Album Review: The Deadly Ones — It’s Monster Surfing Time
Two of pop culture’s kitschiest phenomenons collide on this new reissue of an ultra-rare LP from 1964.
Not counting revivals and renewed interest, surf rock was popular from about 1962 to ’64 (a year that – not at all coincidentally – The Beatles took off in America). Originally centered around southern California, the style quickly became popular nationwide, even in places hundreds of miles form the ocean, towns that had never seen an actual surfboard.
The style was characterized by twangy electric guitars and resonant, often single-note-at-a-time guitar lines. Fender guitars and amps were the coin of that realm, and guitarists like Dick Dale were its royalty.
Monsters had long been popular in American culture, from before the earliest days of the motion picture. The 1950s saw a resurgence of interest in monster themes, and B-movies added aliens into the mix for good measure.
Musically, Zacherle (“the cool ghoul”) delivered his shtick on records, and of course Bobby “Boris” Pickett scored a massive hit with “Monster Mash.” That tune hit the charts in ’62. So by 1964, combining the two might have seemed something of a last gasp, one more cash-in before the metaphorical tide rolled out. But It’s Monster Surfing Time is more interesting than the circumstances surrounding its release might suggest. The tunes are fun and catchy, and the haunted house sound effects appended to most of the tracks aren’t overly obtrusive.

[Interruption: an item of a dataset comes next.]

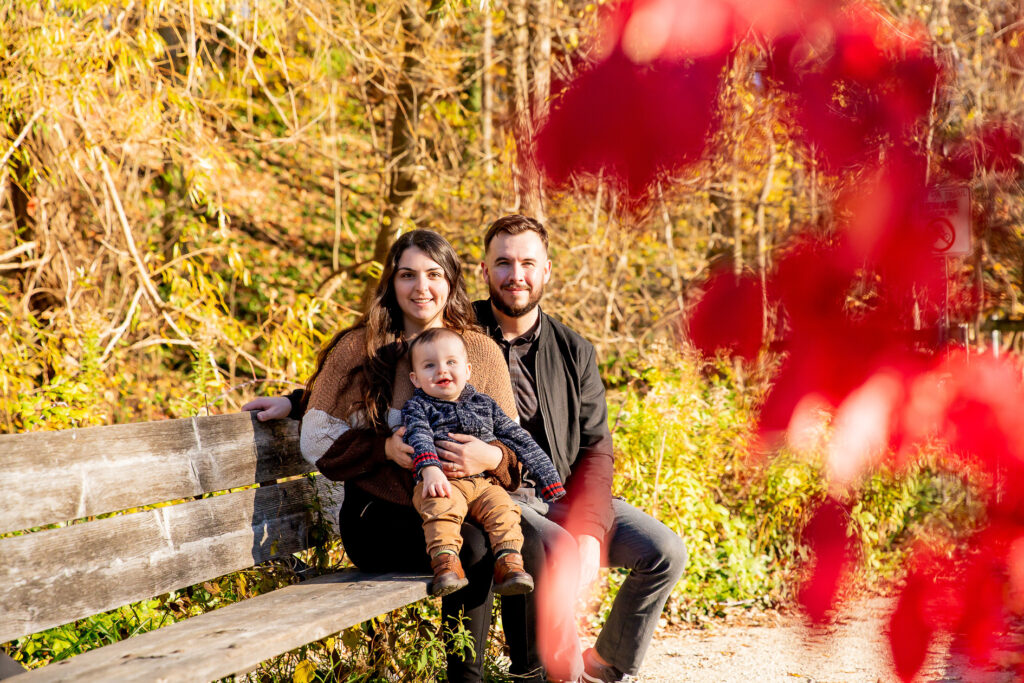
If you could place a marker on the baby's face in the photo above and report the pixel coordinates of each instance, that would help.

Sometimes it works better than others. With its simplistic and prominent horn charts, the midsection of “The Mad Drummer, Pt.1” sounds for all the world like a lazy rewrite of the “Batman Theme.” But “There’s a Creature in the Surfer’s Lagoon” features some delightfully rubberband-y guitar lines and ginchy combo organ, with nutty vocalizations throughout. It’s easy to imagine teens doing the frug or whatever to this one. And while “The Mad Drummer, Pt. 2” features more of those Batman horns, the organ part is brought forward in the mix where it belongs.

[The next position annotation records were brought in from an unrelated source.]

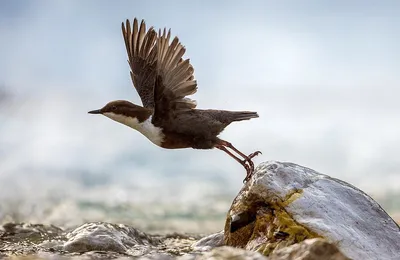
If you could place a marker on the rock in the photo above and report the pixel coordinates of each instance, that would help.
(310, 249)
(209, 242)
(285, 203)
(108, 237)
(225, 252)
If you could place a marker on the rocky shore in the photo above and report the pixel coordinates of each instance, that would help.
(285, 211)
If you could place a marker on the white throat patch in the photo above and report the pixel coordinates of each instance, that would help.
(147, 128)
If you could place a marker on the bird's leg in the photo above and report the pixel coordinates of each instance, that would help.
(242, 162)
(246, 158)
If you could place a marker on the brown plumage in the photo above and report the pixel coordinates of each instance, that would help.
(163, 80)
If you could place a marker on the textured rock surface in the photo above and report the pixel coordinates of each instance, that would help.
(282, 212)
(285, 203)
(311, 249)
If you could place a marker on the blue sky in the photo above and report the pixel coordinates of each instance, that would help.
(323, 76)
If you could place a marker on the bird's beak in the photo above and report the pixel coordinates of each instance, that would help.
(98, 111)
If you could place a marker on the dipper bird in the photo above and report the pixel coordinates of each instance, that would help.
(163, 79)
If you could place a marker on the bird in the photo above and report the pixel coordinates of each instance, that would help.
(163, 79)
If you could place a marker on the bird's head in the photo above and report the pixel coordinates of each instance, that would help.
(123, 112)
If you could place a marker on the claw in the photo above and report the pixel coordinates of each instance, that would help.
(252, 155)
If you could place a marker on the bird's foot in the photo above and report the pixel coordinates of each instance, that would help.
(252, 155)
(250, 166)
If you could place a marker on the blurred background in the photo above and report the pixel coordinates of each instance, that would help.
(323, 75)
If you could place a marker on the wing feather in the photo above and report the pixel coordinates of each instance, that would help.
(141, 49)
(159, 73)
(175, 79)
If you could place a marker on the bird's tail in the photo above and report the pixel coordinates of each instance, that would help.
(243, 115)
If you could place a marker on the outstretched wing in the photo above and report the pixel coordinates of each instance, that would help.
(174, 80)
(142, 56)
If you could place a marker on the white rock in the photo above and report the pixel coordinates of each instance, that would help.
(341, 213)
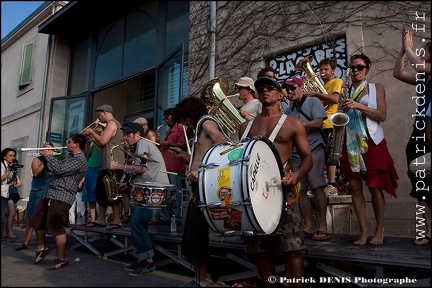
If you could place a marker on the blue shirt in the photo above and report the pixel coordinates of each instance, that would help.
(67, 174)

Round about Side Two, the guys who wrote these songs (the label expends no effort in revealing who The Deadly Ones truly are) run out of songwriting steam. The result is a second side in which cover versions predominate. Bill Justis‘ instrumental chestnut “Raunchy” gets the Deadly Ones treatment, and other than some ghoulish yells (maybe but probably not a Theremin), it’s a straight reading of the tune, with more of the requisite yakety sax.
Duane Eddy and Lee Hazlewood‘s “Rebel Rouser” isn’t especially monster-iffic, but The Deadly Ones add carnivalesque screams, maniacal laughter, and a rebellious “yahoo!” And apparently there were a few minutes left on the sax player’s time card, so he joins in on the fun. “Igor Goes Surfing” features more vocals (of the heavily-reverbed spoken variety) than anywhere else on the disc. The album overall has a tinny, Joe Meek vibe about it, which is exactly what the music calls for. In fact, if I learned that Meek had indeed produced this LP – he almost certainly did not – I wouldn’t be the least bit surprised.

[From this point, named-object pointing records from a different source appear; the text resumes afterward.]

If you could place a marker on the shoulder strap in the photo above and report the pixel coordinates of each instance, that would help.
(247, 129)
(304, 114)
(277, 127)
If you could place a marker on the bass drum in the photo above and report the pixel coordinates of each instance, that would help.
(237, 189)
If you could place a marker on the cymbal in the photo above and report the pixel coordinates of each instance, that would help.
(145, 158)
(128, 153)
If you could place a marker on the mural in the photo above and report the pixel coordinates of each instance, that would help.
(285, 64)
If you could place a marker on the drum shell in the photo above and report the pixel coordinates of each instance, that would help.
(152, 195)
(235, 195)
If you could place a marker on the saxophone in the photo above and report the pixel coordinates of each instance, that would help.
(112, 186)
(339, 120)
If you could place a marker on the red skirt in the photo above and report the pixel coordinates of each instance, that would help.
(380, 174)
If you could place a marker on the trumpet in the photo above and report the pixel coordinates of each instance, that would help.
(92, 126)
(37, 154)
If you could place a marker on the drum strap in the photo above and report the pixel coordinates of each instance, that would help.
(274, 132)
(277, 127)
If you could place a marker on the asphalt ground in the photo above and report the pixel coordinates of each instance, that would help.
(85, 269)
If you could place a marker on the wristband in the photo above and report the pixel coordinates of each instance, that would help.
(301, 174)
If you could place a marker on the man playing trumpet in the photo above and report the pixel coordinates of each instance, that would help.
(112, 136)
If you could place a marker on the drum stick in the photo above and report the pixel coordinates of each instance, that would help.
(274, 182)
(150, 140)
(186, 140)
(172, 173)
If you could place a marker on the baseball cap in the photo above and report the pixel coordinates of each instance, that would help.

With the sole exception of “The Mad Drummer, Pt. 2,” all twelve songs clock in safely under the two-and-a-half minute mark; two squeak in at around 1:40 each. Which is to say that It’s Monster Surfing Time is a brief as it is ephemeral. But quality wins over quantity every time, and this is a fun album start to finish.
There’s little about the album as a whole that isn’t wholly derivative and fairly faceless. But none of that keeps it from being good, clean fun. Originally released on Vee-Jay Records (yep, the label that released Beatles records stateside before Capitol wised up), the record quickly became quite valuable. Most copies you’ll find are white label promos, and change hands for big coin, if you can even locate one. Collectables reissued the album on CD back in 2001, but a 2016 reissue from Concord (the parent company and owner of the Vee-Jay catalog) is on good old fashioned vinyl. And not plain old black vinyl, no no no. The 2016 reissue is on “slime green translucent” vinyl. It’s the one to have: the cover art is trashy, low-budget and exquisitely appropriate for the music within.